Komplotan setan-setan tanah celunggap ini hadir, dengan mendaku diri sebagai ahli waris bangunan beralamat di Jalan Banyu Urip Wetan nomor 40 itu. “Saya masih ingat. Yang pertama namanya, Soni. Itu bajingan betul. Ngaku-ngaku kalau dia punya surat tanah gedung ini," tuturnya.

"Kemudian ada RM Solikin, seorang tuan tanah dari Madura. Terus yang terakhir, baru dua bulan lalu ada turis dari Amerika ngaku-ngaku. Saya cuman bertanya sama mereka. Kalian tahu tidak luas tanah gedung ini? Mereka salah kaprah. Wong saya ini dari lahir sudah disini. Kok mau dibohongi,” tukasnya.

Yang bikin Sutikno tambah heran, hampir semuanya memiliki surat-surat aspal yang, celakanya, disidangkan dan diputuskan resmi oleh Kejaksaan Negeri Kota Surabaya.

Namun, jargon rakyat bersatu, tak bisa dikalahkan benar hadir di tengah gedung dengan ribuan mitos itu. Tatkala tentara, dan Satpol PP mengadakan operasi gabungan dengan tujuan memaksa warga untuk angkat kaki dari gedung ini, mereka bersama-sama melakukan pendudukan dan menuntut kejelasan berkas-berkas.

“Mereka cuman bisa mlongo aja waktu saya tanya. Saya yakin karena benar-benar yakin. Tidak gentar saya meskipun dihajar tentara nantinya. Waktu kelihatan gugatan mereka kalah, dan terlihat salah. Mobil Si Soni, orang yang mendaku diri sebagai ahli waris bodong itu, mau dibakar kok sama warga. Hingga hari ini, mereka semua tidak ada yang berani bertatap muka dengan saya,” kenangnya berapi-api.

Sutikno dan ratusan warga lain yang hidup dibawah gedung ini pun memiliki tekat yang sama. “Kami dilahirkan disini. Kami hidup dan beranak pinak di dalam gedung ini. Hingga mati pun kami akan mempertahankan tanah, sejarah, dan peninggalan dari nenek moyang kami. Sampai mati,” tutupnya.

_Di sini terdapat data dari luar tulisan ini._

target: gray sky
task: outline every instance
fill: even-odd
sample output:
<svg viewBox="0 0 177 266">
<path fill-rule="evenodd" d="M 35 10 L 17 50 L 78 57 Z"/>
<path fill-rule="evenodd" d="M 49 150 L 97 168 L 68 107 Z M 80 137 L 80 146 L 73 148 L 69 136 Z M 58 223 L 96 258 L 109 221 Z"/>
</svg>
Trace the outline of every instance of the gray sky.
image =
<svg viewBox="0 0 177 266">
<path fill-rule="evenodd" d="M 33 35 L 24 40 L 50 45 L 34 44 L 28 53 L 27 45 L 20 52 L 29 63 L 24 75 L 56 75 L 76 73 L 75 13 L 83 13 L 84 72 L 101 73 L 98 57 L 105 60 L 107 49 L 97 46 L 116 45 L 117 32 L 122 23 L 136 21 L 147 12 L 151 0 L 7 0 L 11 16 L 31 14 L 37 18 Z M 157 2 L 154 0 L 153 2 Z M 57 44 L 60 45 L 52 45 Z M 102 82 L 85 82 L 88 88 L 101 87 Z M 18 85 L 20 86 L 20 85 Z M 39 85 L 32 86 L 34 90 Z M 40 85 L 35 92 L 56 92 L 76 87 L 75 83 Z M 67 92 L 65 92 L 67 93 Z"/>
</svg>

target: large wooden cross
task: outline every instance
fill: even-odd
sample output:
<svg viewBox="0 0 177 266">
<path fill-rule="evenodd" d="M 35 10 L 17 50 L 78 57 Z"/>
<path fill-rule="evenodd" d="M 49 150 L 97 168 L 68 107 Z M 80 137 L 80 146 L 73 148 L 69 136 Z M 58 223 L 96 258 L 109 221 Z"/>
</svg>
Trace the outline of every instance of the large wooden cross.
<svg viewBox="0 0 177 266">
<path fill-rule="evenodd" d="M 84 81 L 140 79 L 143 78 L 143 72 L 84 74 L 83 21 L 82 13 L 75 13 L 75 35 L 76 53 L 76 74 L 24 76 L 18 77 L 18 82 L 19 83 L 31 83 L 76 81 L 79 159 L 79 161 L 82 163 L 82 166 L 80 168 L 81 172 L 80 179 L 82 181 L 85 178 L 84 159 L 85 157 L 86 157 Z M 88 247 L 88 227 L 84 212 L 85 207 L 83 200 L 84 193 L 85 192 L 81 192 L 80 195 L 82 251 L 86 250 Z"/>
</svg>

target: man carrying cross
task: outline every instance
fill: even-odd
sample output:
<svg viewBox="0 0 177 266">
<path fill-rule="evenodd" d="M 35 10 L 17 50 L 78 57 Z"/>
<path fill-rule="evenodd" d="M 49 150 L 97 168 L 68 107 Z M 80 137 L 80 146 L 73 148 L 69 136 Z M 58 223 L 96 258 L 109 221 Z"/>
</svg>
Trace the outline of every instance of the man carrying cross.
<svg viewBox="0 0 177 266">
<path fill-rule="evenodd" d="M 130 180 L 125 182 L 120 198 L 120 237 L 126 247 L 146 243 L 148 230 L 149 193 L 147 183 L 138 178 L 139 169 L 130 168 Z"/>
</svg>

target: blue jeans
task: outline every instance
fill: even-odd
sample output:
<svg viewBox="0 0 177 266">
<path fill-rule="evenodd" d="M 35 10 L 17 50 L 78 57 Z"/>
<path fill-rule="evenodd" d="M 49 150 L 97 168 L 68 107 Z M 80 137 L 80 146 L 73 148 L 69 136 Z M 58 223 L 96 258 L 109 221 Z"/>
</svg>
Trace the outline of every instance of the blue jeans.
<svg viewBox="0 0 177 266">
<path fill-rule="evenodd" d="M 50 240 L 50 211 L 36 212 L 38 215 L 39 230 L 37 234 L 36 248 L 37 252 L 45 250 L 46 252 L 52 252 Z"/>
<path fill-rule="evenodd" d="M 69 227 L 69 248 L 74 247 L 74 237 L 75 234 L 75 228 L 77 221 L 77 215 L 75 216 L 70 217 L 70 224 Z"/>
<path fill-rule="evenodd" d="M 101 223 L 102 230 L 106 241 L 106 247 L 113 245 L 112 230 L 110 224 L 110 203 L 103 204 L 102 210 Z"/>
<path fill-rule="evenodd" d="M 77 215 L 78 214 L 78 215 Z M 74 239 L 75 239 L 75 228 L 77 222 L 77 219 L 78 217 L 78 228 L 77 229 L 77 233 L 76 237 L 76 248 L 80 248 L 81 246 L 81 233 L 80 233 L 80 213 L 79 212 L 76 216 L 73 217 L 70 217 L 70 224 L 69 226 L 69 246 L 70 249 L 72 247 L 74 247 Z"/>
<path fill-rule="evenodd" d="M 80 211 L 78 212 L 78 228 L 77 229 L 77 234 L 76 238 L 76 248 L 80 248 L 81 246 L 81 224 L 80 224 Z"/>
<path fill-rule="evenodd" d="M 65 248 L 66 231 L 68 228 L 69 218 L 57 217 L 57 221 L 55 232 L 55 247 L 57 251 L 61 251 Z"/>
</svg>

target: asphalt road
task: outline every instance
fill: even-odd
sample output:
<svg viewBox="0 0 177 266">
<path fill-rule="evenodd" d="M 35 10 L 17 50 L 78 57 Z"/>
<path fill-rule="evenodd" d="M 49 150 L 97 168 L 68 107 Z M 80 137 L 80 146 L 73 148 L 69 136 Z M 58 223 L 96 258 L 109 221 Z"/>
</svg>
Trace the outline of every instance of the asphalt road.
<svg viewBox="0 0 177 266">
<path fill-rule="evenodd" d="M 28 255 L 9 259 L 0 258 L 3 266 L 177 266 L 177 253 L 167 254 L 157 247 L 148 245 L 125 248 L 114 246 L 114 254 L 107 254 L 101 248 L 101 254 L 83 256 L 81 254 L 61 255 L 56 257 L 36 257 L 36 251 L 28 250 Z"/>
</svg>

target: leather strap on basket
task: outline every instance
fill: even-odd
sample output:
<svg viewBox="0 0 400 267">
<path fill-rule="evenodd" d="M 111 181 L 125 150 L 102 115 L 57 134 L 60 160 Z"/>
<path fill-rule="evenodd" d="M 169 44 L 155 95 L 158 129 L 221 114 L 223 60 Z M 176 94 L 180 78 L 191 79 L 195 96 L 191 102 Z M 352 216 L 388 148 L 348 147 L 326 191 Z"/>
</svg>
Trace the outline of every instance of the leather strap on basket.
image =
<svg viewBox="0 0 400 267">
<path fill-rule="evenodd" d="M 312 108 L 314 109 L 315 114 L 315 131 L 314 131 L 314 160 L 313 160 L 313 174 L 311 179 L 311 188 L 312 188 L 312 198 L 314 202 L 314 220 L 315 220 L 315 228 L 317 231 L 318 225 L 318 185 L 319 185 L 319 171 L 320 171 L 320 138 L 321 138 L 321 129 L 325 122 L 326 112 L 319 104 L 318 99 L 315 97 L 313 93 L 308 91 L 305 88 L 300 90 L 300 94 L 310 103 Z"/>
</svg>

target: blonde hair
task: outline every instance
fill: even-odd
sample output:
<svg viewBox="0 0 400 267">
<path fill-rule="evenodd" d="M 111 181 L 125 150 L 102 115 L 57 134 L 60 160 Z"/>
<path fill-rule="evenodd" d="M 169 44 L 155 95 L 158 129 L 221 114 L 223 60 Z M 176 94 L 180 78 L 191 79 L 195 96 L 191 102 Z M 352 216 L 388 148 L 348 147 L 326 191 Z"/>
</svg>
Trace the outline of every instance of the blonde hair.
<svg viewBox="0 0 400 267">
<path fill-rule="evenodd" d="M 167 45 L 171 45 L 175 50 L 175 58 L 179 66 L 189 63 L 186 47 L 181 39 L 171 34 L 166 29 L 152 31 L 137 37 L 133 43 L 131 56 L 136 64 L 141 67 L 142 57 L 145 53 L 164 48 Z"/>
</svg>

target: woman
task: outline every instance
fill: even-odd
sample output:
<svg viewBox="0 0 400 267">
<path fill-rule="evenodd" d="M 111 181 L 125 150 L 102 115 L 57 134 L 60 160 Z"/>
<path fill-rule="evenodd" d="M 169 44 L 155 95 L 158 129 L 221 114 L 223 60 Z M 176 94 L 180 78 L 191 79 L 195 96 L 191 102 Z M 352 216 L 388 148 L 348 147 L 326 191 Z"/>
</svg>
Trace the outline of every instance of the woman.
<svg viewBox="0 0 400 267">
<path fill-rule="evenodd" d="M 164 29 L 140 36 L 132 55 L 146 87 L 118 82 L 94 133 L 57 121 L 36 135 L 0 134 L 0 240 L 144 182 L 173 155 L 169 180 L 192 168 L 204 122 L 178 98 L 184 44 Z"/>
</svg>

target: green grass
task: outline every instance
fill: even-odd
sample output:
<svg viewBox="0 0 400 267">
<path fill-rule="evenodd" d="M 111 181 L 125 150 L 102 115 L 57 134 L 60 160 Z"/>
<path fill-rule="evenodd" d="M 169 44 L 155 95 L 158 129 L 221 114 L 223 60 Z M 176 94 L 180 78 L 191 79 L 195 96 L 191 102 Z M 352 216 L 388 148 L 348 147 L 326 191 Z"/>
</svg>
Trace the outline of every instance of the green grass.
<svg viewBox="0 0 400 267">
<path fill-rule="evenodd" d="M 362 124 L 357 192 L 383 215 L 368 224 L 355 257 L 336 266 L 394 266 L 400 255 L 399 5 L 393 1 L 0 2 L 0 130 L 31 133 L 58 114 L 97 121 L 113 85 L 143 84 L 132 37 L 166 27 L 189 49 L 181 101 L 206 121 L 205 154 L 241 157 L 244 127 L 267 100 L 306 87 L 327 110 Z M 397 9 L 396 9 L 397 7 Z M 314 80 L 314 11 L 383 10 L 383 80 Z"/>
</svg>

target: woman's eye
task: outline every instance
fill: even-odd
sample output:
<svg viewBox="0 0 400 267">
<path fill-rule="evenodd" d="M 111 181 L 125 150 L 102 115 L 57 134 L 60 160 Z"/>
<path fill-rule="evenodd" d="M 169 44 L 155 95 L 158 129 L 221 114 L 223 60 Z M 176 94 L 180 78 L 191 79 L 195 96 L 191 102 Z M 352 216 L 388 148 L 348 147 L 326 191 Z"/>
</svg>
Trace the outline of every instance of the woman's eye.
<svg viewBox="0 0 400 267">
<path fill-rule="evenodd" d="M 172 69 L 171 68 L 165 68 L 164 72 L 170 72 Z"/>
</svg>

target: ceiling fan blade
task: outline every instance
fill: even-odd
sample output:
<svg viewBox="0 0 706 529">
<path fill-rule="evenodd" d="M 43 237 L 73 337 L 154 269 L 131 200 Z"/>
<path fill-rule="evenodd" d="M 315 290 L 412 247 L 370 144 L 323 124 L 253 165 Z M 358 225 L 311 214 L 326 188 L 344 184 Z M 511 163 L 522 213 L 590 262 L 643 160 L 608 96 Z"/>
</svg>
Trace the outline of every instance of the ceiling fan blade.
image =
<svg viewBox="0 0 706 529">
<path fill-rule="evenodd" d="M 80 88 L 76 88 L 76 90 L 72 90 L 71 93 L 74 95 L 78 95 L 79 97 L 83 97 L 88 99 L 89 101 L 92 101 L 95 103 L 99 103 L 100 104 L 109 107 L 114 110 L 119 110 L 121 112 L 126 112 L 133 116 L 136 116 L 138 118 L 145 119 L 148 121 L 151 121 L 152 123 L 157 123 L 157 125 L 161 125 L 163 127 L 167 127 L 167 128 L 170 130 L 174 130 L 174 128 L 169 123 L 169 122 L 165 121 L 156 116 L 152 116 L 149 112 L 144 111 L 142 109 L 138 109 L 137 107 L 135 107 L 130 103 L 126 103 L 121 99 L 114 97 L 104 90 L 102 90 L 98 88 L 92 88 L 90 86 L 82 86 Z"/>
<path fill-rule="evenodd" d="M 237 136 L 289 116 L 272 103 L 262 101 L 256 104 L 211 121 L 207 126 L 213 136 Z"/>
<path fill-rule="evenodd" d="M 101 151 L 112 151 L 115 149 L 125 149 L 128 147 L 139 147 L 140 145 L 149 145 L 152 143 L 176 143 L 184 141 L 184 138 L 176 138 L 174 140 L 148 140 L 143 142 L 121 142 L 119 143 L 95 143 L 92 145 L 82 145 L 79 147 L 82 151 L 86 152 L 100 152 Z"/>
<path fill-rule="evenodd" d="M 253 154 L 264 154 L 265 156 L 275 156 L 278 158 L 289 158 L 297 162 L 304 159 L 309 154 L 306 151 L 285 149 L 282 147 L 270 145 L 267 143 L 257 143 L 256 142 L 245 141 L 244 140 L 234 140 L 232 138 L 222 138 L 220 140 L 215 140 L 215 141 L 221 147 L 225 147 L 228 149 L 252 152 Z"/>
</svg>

Sutikno lamat-lamat beranjak dari duduknya. Sebuah kursi goyang tua, dan berdebu, ia biarkan bergerak semaunya. Dengan langkah terbata-bata, ia menuju pintu dengan kawat ram berkarat menghantar kami pulang.

Seraya mematikan lampu semata wayang miliknya, ia menutup cerita ini kepada kami.